I didn't answer him. As the Park itself is several thousand acres, I figured he'd take me to the most popular side and if need be, I could direct him from there. I didn't know how to say, "The central part of Central Park--you know, where everyone goes."
He asked me something unitelligible in Korean as we set off, but I ignored that question as well. I then saw him motion someone downing a shot glass with his right hand, and heard him couch his action with yet another indistinct question. Though I couldn't understand his words, his meaning was unmistakable.
He had just witnessed me running across the street! Drunk people don't walk, much less run! Appalled, I sharply corrected him. "Andeo," I answered forcefully. Young Sook had recently taught me that the word was synonymous with heck no.
"Anio?" he asked politely, glancing at me through the rearview mirror. After a few steely moments, he asked another question. Seeing the still-blank look on my face, he added, "Country?"
"Miguk. Miguk saram eh-ee-yo," I said in perfect Korean, in an effort to redeem myself.

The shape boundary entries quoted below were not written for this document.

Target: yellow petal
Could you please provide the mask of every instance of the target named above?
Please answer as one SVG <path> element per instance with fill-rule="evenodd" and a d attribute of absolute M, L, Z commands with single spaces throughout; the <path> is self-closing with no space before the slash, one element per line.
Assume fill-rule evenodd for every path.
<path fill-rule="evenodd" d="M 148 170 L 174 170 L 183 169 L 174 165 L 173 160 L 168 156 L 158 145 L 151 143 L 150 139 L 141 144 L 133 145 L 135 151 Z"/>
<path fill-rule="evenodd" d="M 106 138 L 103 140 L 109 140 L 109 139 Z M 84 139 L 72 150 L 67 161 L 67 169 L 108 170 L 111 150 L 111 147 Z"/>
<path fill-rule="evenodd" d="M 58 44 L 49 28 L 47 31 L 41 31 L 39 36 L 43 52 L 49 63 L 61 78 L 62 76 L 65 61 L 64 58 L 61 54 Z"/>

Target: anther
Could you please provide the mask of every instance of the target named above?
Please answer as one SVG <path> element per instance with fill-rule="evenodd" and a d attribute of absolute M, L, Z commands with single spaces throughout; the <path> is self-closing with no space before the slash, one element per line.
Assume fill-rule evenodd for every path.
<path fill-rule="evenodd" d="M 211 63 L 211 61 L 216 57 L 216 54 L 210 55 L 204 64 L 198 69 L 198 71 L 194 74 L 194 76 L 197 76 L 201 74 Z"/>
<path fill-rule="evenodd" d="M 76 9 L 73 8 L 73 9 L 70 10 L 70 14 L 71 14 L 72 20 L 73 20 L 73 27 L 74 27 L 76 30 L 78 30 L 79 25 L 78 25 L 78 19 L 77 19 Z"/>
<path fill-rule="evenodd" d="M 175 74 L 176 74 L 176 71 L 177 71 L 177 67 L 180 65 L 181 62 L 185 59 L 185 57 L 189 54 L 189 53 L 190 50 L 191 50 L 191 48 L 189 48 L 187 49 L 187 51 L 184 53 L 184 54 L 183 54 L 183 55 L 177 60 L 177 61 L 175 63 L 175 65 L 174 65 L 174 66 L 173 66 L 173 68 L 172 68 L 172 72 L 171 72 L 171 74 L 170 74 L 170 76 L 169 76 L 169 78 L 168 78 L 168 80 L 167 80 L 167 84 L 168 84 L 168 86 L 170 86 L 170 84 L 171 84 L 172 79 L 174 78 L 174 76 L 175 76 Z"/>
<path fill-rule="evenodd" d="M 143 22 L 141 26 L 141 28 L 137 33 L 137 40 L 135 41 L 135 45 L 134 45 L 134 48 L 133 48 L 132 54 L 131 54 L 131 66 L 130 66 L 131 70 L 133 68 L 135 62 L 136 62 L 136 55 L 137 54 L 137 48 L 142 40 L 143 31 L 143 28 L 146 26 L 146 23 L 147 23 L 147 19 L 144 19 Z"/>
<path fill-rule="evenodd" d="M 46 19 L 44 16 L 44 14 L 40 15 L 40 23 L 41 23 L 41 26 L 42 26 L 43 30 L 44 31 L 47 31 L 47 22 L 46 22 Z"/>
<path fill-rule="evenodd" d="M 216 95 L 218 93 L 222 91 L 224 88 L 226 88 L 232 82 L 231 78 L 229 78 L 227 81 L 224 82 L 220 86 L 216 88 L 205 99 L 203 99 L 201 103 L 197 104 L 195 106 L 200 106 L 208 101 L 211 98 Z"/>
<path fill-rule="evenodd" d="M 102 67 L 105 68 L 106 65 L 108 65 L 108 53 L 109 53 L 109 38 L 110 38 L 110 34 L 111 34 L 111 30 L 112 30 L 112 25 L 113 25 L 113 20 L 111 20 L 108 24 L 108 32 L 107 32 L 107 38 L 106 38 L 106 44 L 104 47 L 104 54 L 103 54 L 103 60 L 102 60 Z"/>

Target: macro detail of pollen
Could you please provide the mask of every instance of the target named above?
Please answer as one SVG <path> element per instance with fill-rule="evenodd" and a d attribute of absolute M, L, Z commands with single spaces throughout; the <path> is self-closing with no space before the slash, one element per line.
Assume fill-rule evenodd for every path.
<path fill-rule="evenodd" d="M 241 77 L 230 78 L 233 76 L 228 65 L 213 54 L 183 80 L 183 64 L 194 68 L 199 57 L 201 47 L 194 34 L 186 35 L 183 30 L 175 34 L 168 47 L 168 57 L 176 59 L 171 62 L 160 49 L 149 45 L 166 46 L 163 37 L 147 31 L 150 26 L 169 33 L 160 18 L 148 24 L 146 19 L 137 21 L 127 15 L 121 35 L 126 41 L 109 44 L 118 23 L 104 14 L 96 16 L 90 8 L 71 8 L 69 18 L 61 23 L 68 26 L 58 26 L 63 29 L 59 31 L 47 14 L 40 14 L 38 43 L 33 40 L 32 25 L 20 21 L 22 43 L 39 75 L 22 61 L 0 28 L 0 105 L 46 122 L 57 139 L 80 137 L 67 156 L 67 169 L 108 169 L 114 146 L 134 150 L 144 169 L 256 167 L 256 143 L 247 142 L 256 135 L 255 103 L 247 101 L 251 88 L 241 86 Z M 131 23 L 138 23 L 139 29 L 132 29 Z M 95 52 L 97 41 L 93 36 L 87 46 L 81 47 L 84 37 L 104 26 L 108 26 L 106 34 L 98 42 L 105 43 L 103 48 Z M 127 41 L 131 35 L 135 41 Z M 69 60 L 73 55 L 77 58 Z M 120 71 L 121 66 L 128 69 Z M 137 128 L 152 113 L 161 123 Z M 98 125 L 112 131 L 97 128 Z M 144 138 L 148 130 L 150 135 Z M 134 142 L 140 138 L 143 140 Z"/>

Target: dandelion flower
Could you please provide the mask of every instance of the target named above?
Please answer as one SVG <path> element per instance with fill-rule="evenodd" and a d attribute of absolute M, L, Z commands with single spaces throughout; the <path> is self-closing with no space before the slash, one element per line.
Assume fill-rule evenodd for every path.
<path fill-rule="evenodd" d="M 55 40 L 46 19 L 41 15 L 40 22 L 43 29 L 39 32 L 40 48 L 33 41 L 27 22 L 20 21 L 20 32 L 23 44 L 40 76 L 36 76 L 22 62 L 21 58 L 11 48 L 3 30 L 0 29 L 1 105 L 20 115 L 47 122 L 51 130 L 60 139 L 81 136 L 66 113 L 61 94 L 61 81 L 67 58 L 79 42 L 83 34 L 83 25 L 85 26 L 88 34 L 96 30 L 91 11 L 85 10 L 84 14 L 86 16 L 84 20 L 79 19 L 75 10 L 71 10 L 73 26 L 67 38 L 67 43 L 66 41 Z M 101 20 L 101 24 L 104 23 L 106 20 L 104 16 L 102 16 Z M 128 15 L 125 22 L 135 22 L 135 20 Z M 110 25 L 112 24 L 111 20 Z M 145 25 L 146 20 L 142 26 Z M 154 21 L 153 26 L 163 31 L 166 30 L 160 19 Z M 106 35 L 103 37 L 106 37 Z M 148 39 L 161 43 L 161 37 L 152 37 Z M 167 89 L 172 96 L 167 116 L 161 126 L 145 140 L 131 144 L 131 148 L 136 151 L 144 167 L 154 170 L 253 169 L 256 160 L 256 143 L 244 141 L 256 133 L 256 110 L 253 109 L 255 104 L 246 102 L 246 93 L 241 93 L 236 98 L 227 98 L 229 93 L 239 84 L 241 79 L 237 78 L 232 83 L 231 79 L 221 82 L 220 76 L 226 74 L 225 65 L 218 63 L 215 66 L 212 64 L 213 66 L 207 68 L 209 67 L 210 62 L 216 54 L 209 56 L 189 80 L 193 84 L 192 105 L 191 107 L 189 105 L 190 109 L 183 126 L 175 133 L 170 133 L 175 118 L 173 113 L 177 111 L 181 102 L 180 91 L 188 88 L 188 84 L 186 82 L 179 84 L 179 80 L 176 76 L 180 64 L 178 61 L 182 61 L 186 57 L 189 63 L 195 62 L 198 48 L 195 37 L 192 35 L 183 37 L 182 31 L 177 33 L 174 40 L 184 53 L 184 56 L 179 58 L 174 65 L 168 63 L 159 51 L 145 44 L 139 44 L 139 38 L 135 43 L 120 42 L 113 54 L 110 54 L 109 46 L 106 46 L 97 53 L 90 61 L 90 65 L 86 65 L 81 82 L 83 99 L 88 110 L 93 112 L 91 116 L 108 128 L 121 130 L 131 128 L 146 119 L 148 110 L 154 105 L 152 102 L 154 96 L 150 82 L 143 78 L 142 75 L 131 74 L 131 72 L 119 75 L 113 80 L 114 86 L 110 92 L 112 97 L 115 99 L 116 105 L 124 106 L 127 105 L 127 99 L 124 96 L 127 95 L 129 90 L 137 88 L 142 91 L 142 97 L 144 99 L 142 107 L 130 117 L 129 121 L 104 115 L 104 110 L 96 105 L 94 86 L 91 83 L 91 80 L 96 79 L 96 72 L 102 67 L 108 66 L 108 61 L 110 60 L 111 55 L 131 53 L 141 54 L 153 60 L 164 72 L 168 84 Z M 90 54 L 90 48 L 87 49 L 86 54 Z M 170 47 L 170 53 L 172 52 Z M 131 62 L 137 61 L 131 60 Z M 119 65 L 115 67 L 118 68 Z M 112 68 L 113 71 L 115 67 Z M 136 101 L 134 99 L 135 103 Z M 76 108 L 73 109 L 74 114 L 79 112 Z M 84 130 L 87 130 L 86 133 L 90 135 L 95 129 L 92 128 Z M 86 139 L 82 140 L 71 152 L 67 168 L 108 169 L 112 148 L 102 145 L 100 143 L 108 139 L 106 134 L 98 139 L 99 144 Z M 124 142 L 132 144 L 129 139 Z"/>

"Miguktharameeoh..." he repeated in mock drunk-speech, mimicking my apparent ill pronunciation.
The man continued to ask me questions as he drove on, many of them familiar ones like "Where do you work?" and "Are you an English teacher?" But I stopped answering them--and whatever I did answer was in the form of a curt, one-word response.
Ten minutes later, we arrived at the Park, just across the street from where Holly sat waiting. I could have asked the man to hold while I called to my friend, but nothing within me wanted to spend another moment in his taxicab. I quickly paid my oh chon won and left.
Frustrated, I confessed the story to Holly as we stood in the cold waiting for bus 27. "I don't care about my witness, Holly," I told her. "If you know me, you know that's not who I am. What upsets me is that this is his perception."
"The sad thing is that those are the kinds of foreigners he sees," she intoned. And I had to admit she was probably right.